This chapter presents IMS's past and discusses IMS as a strategic part of today's computing environment.
In This Chapter:
- "History of IMS: Beginnings at NASA"
- "Is IMS Still Strategic for Customers and IBM?" on page 4
History of IMS: Beginnings at NASA
IMS has been an important part of world wide computing since its inception.
On May 25, 1961, United States President John F. Kennedy challenged American industry to send an American man to the moon and return him safely to earth. The feat was to be accomplished before the end of the decade, as part of the Apollo program. American Rockwell won the bid to build the spacecraft for the Apollo program and, in 1965, they established a partnership with IBM to fulfill the requirement for an automated system to manage large bills of material for the construction of the spacecraft.
In 1966, 12 members of the IBM team, along with 10 members from American Rockwell and 3 members from Caterpillar Tractor, began to design and develop the system that was called Information Control System and Data Language/Interface (ICS/DL/I). During the design and development process, the IBM team was moved to Los Angeles and increased to 21 members. The IBM team completed and shipped the first release of ICS in 1967.

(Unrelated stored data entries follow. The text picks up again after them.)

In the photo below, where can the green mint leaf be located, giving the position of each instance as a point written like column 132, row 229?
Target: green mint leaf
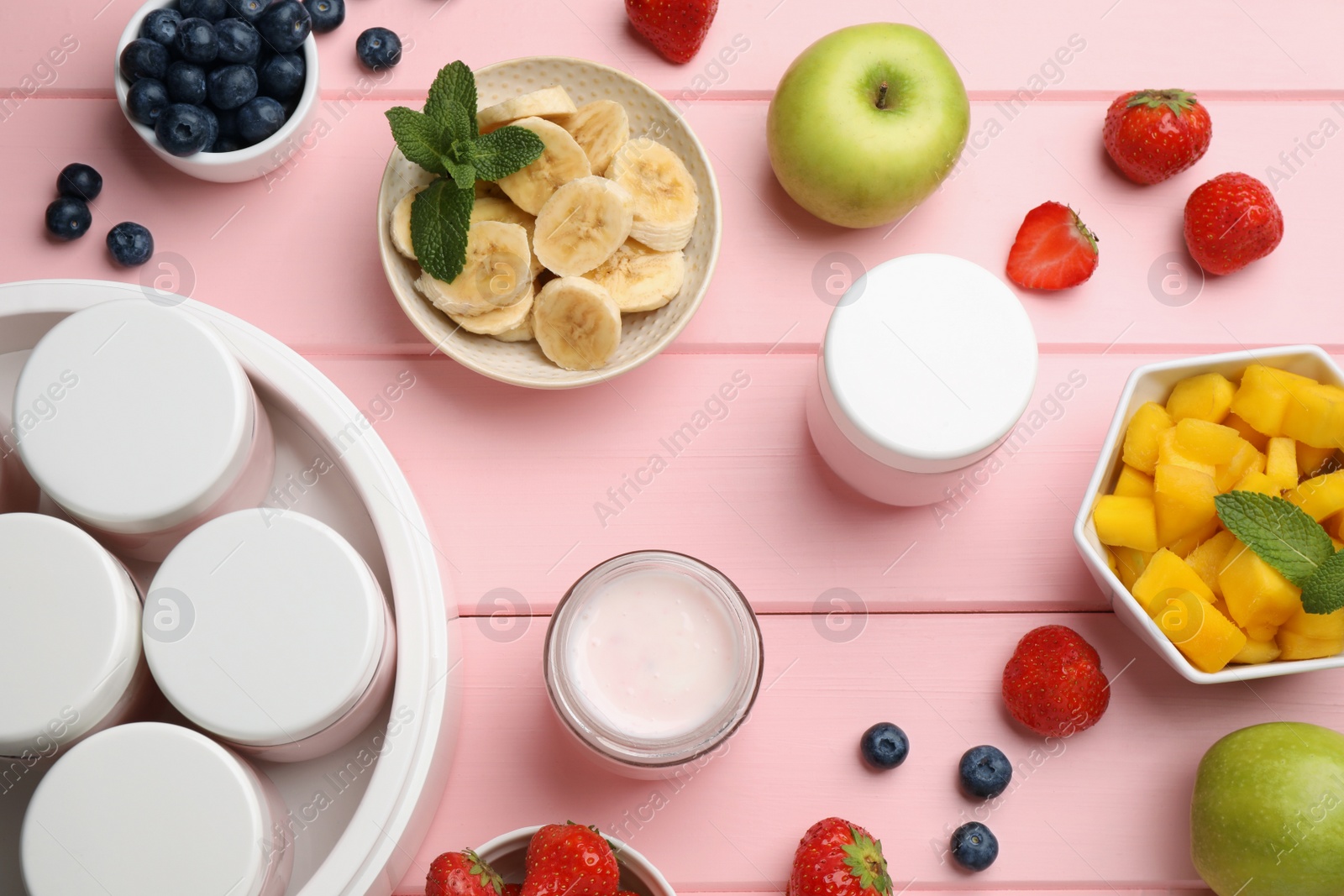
column 454, row 86
column 1277, row 531
column 501, row 152
column 418, row 139
column 440, row 217
column 1324, row 591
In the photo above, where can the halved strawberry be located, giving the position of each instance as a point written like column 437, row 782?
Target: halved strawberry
column 1054, row 249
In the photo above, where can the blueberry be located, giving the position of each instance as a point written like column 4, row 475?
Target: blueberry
column 145, row 100
column 197, row 40
column 885, row 746
column 207, row 9
column 327, row 13
column 239, row 42
column 985, row 772
column 69, row 217
column 80, row 181
column 232, row 86
column 974, row 846
column 378, row 49
column 249, row 9
column 186, row 83
column 131, row 244
column 160, row 26
column 185, row 129
column 144, row 58
column 281, row 76
column 259, row 120
column 286, row 26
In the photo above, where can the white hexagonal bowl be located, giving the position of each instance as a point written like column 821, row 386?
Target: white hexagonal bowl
column 1153, row 383
column 644, row 335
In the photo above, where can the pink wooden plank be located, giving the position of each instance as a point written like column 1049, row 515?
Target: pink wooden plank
column 296, row 251
column 1254, row 45
column 1106, row 809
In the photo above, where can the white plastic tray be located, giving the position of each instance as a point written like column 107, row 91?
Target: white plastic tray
column 362, row 812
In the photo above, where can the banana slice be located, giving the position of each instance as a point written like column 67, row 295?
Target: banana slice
column 496, row 273
column 548, row 101
column 575, row 322
column 640, row 278
column 501, row 320
column 401, row 226
column 665, row 202
column 600, row 128
column 491, row 208
column 559, row 163
column 582, row 224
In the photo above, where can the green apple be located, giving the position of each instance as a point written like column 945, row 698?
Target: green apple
column 1268, row 812
column 867, row 123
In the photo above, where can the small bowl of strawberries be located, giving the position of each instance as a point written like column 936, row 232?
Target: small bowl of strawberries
column 548, row 860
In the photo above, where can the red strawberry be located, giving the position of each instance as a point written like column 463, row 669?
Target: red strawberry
column 675, row 27
column 1054, row 683
column 570, row 860
column 1230, row 222
column 1153, row 134
column 1054, row 249
column 839, row 859
column 461, row 875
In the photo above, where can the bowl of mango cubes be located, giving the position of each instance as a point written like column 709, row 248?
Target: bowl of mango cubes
column 1153, row 528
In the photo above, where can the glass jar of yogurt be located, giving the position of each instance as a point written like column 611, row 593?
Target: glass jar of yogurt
column 652, row 661
column 152, row 430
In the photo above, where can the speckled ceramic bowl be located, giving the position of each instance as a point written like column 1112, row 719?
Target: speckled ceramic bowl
column 643, row 335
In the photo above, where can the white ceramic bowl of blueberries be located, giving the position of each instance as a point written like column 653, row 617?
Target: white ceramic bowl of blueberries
column 222, row 90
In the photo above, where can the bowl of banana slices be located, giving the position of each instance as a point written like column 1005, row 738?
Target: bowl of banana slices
column 586, row 262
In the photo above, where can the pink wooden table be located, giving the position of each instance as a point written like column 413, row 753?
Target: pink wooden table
column 511, row 479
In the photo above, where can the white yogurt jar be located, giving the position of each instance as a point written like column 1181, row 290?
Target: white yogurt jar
column 652, row 661
column 927, row 364
column 69, row 638
column 158, row 429
column 268, row 631
column 155, row 809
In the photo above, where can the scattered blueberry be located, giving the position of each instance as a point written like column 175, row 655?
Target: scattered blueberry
column 145, row 100
column 186, row 82
column 207, row 9
column 144, row 58
column 985, row 772
column 286, row 26
column 260, row 118
column 69, row 217
column 80, row 181
column 185, row 129
column 885, row 746
column 249, row 9
column 239, row 42
column 232, row 86
column 131, row 244
column 281, row 76
column 160, row 26
column 197, row 40
column 974, row 846
column 378, row 49
column 327, row 13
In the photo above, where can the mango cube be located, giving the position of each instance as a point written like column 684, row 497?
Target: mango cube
column 1133, row 484
column 1142, row 436
column 1207, row 396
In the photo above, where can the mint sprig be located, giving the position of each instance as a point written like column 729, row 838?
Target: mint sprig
column 1288, row 539
column 445, row 140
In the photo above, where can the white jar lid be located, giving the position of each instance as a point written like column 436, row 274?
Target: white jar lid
column 264, row 626
column 69, row 631
column 138, row 416
column 147, row 808
column 929, row 362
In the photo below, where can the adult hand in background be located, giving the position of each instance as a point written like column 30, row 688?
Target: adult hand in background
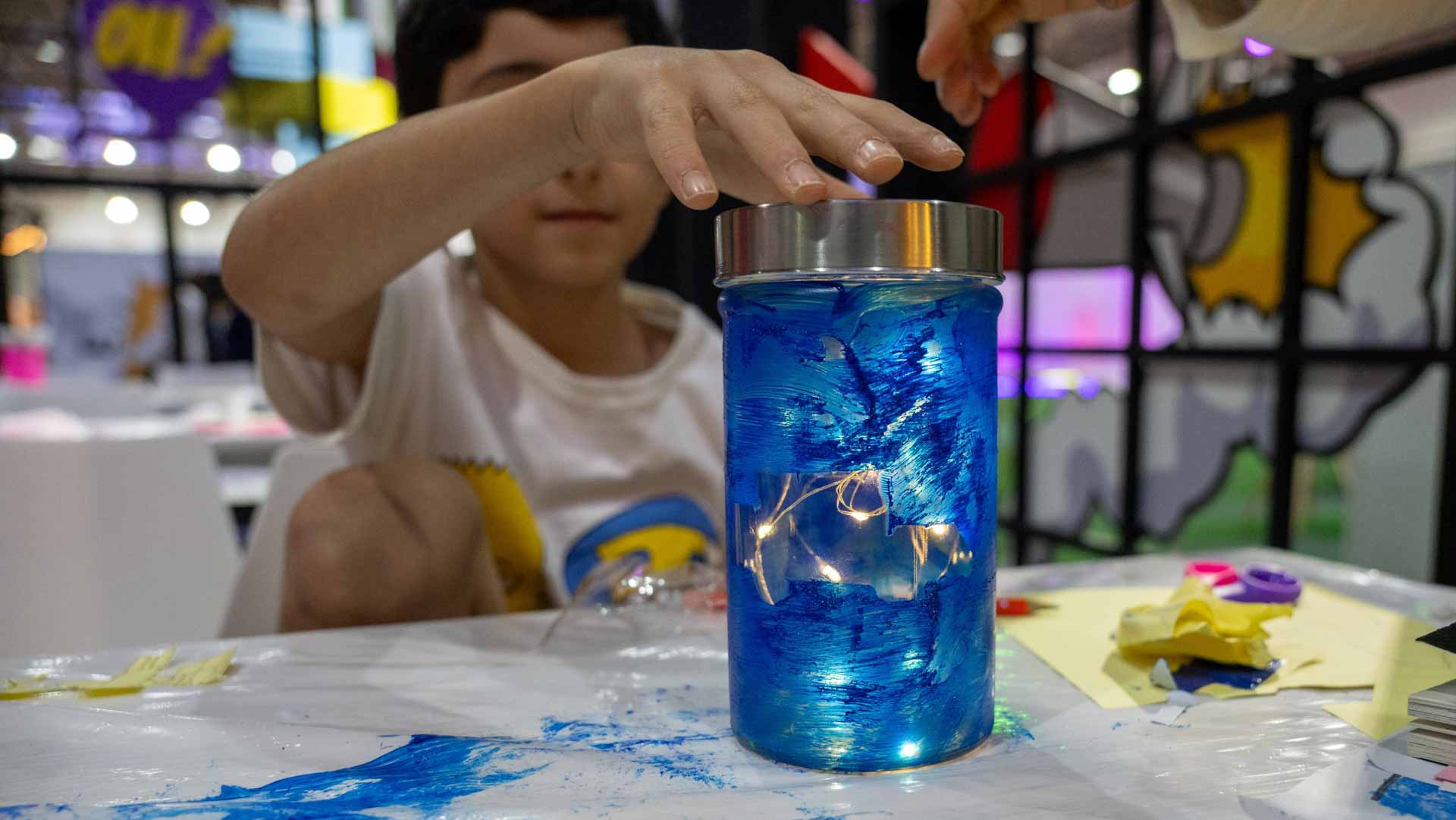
column 957, row 49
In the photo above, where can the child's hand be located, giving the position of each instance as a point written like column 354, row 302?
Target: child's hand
column 743, row 123
column 957, row 49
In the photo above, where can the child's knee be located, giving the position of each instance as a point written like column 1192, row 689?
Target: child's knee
column 381, row 544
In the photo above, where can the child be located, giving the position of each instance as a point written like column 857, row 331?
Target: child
column 520, row 416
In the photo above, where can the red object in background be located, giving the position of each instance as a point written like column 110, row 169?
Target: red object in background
column 830, row 64
column 995, row 143
column 1018, row 606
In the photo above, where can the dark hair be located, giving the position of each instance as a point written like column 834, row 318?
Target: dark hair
column 433, row 33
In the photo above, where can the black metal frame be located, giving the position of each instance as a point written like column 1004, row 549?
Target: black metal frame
column 680, row 253
column 1289, row 357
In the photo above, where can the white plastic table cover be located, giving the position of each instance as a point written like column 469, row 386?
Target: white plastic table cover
column 628, row 717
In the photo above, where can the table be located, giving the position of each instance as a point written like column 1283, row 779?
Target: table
column 625, row 715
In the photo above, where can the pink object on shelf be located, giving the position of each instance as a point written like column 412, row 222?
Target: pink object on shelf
column 1213, row 573
column 24, row 363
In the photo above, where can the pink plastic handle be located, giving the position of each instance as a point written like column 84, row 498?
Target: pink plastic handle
column 1213, row 573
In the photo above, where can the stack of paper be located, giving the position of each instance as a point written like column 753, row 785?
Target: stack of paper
column 1433, row 733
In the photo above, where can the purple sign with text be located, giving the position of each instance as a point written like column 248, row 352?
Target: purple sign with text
column 165, row 55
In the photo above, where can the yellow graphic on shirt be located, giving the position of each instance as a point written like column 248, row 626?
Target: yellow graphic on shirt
column 510, row 530
column 669, row 530
column 1250, row 269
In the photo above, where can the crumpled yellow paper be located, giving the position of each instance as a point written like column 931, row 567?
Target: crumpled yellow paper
column 1196, row 624
column 147, row 671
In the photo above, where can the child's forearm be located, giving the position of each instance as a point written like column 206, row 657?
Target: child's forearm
column 331, row 237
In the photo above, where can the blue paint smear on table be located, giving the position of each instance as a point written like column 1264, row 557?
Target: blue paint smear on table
column 1417, row 799
column 425, row 775
column 1199, row 674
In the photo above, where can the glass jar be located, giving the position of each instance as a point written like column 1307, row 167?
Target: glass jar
column 859, row 379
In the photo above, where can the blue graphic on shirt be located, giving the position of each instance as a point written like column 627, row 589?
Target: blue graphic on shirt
column 669, row 530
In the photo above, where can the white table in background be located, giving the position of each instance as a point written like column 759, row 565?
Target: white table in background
column 631, row 720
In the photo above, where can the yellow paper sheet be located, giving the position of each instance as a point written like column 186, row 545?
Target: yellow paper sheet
column 1194, row 622
column 1414, row 668
column 1332, row 641
column 147, row 671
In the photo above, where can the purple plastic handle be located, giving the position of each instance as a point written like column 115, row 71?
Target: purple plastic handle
column 1266, row 584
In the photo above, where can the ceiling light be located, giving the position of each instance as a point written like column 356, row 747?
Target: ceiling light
column 283, row 162
column 194, row 213
column 121, row 210
column 118, row 152
column 1008, row 44
column 1125, row 82
column 223, row 158
column 1257, row 49
column 50, row 52
column 46, row 149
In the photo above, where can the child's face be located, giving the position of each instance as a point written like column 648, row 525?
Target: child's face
column 584, row 226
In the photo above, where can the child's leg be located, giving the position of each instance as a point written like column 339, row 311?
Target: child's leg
column 388, row 542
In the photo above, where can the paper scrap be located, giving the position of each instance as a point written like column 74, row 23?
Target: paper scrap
column 147, row 671
column 1168, row 715
column 1331, row 641
column 1180, row 698
column 1196, row 624
column 1410, row 668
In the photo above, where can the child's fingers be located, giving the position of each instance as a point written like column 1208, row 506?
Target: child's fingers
column 672, row 140
column 946, row 25
column 745, row 112
column 830, row 130
column 919, row 143
column 959, row 93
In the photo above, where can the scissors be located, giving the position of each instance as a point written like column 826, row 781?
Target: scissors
column 1251, row 584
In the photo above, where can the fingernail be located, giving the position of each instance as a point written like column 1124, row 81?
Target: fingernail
column 696, row 184
column 946, row 145
column 801, row 175
column 871, row 152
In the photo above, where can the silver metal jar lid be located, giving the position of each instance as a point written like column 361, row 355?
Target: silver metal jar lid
column 878, row 237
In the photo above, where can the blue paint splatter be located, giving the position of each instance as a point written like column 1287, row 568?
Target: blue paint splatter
column 1199, row 674
column 427, row 774
column 1417, row 799
column 424, row 775
column 877, row 661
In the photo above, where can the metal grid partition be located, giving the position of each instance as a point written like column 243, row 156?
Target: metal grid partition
column 1289, row 357
column 682, row 253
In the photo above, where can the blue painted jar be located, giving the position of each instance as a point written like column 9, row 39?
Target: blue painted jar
column 859, row 378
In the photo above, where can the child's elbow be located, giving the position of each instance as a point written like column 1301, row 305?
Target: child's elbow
column 258, row 280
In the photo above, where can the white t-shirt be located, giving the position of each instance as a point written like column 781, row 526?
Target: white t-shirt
column 1308, row 28
column 571, row 470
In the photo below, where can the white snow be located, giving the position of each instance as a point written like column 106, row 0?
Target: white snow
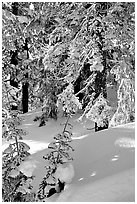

In April 1968, ICS was installed. The first "READY" message was displayed on an IBM 2740 typewriter terminal at the Rockwell Space Division at NASA in Downey, California, on August 14, 1968.
In 1969, ICS was renamed to Information Management System/360 (IMS/360) and became available to the IT world.
Since 1968, IMS:
- Helped NASA fulfill President Kennedy's dream.
- Started the database management system revolution.
- Continues to evolve to meet and exceed the data processing requirements demanded by today's businesses and governments.
IMS as a Database Management System
The IMS database management system (DBMS) introduced the idea that application code should be separate from the data. The point of separation was the Data Language/Interface (DL/I). IMS controls the access and recovery of the data. Application programs can still access and navigate through the data by using the DL/I standard callable interface.
This separation established a new paradigm for application programming. The application code could now focus on the manipulation of data without the complications and overhead associated with the access and recovery of data. This paradigm virtually eliminated the need for redundant copies of the data. Multiple applications could access and update a single instance of data, thus providing current data for each application. Online access to data also became easier because the application code was separated from data control.
IMS as a Transaction Manager
IBM developed an online component to ICS/DL/I to support data communication access to the databases. The DL/I callable interface was expanded to the online component of the product to enable data communication transparency to the application programs. A message queue function was created to maintain the integrity of data communication messages and to provide for scheduling of the application programs.
The online component to ICS/DL/I ultimately became the Data Communications (DC) function of IMS, which became the IMS Transaction Manager (IMS TM) in IMS Version 4.